Embolization involves blocking the arteries that supply blood to the fibroids. The procedure uses angiographic techniques similar to those used in heart catheterization, in which a catheter is placed into the uterine arteries. Small particles are injected into the arteries to block blood. This technique is essentially the same as that used to control bleeding that occurs after birth or pelvic fracture.

In a new study, Scottish researchers report that hospital stays for embolization average just a day, compared with about five days for more traditional surgery procedures to remove fibroids, such as hysterectomy.

The Study

The scientists randomly assigned 157 women with uterine fibroids to undergo either embolization or surgery. Of those, 106 had embolization, 43 had hysterectomies in which the uterus is removed; and eight had myomectomies, in which each individual fibroid is removed.

The purpose was to track hospital stays and recovery rates. Researchers found that the average hospital stay was one day for embolization, compared with five days for surgery. Those who underwent embolization also got back to their daily activities faster than women in the surgical group.

Women in the embolization group were able to drive a car after an average of eight days, compared with 34 days for the surgical group. And they returned to work, on average, 20 days after the procedure, versus 62 days for the surgery group. Embolized women were able to resume sexual activity within 21 days, compared with 53 days for those who had surgery.
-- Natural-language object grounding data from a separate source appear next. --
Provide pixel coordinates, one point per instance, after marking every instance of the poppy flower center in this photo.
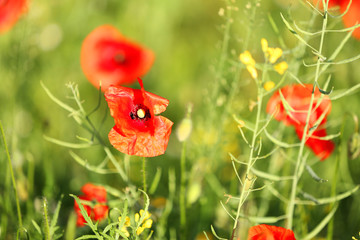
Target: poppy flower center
(119, 58)
(140, 113)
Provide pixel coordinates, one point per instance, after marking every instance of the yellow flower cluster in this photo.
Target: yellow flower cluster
(272, 55)
(248, 60)
(146, 222)
(126, 225)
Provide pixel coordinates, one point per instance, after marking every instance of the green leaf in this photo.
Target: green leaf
(280, 143)
(54, 219)
(92, 168)
(314, 175)
(345, 93)
(214, 233)
(322, 224)
(269, 176)
(300, 38)
(329, 199)
(264, 219)
(156, 181)
(37, 227)
(68, 144)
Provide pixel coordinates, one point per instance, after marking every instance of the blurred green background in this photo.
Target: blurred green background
(186, 37)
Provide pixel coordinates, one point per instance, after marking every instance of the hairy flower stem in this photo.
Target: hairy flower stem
(183, 193)
(300, 160)
(12, 178)
(247, 181)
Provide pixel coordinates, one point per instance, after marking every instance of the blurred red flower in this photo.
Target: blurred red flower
(298, 100)
(267, 232)
(110, 58)
(10, 11)
(352, 17)
(137, 130)
(96, 195)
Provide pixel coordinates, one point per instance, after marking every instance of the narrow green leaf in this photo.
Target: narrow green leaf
(314, 175)
(55, 217)
(37, 227)
(322, 224)
(92, 168)
(156, 181)
(215, 234)
(264, 219)
(329, 199)
(56, 100)
(280, 143)
(68, 144)
(298, 37)
(345, 93)
(116, 164)
(87, 237)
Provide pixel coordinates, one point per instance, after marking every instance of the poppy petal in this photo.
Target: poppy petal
(291, 104)
(100, 212)
(109, 58)
(352, 17)
(321, 148)
(94, 192)
(144, 145)
(10, 11)
(267, 232)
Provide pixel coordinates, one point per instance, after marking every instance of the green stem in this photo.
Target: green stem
(12, 177)
(330, 230)
(300, 160)
(144, 174)
(183, 192)
(46, 220)
(249, 182)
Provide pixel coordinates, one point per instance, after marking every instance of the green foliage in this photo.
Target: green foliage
(239, 167)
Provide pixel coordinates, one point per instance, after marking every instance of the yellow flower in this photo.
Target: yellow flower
(274, 54)
(252, 70)
(246, 58)
(281, 67)
(269, 85)
(146, 222)
(265, 47)
(124, 227)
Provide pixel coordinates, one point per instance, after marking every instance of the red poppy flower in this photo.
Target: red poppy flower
(10, 11)
(352, 17)
(267, 232)
(97, 195)
(137, 130)
(109, 58)
(298, 100)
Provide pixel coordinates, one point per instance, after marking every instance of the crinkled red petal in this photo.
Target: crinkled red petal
(352, 16)
(94, 192)
(298, 98)
(100, 212)
(10, 11)
(80, 218)
(267, 232)
(321, 148)
(110, 58)
(144, 144)
(123, 100)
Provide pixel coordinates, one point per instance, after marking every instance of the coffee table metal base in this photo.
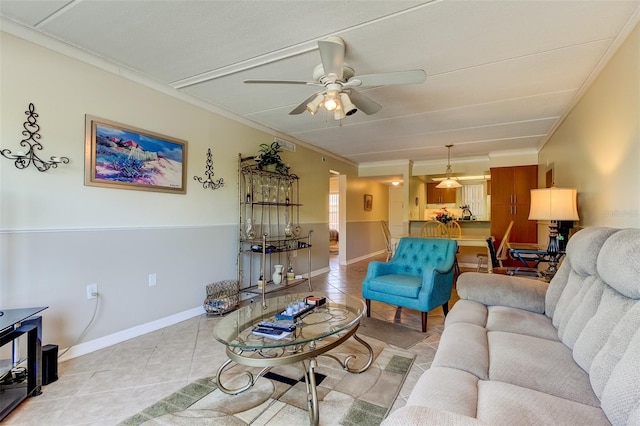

"The biggest problem of surgery, whether myomectomy or hysterectomy, is the time to recover from the operation. This was much faster following embolization," notes lead author Dr. Jonathan Moss, a consultant interventional radiologist at Gartnavel Hospital in Glasgow.

"The other problem with hysterectomy is not every woman is happy with that option," he adds. With embolization, "you keep your uterus."

New Option

Embolization is a relatively new technique—introduced in 1995—to treat fibroids, which are noncancerous growths that develop in the uterus. As many as one in five women of childbearing age develop fibroids.

Most fibroids don't require treatment, but some cause excessive bleeding and may cause pain. When they do, they are treated with hormone therapy, surgery and now another option, uterine artery embolization.


The biggest problem with embolization is that it doesn't always work. As many as 20% of patients will ultimately need it repeated or have to undergo hysterectomy. It is typically recommended for women who know they don't want to have additional children.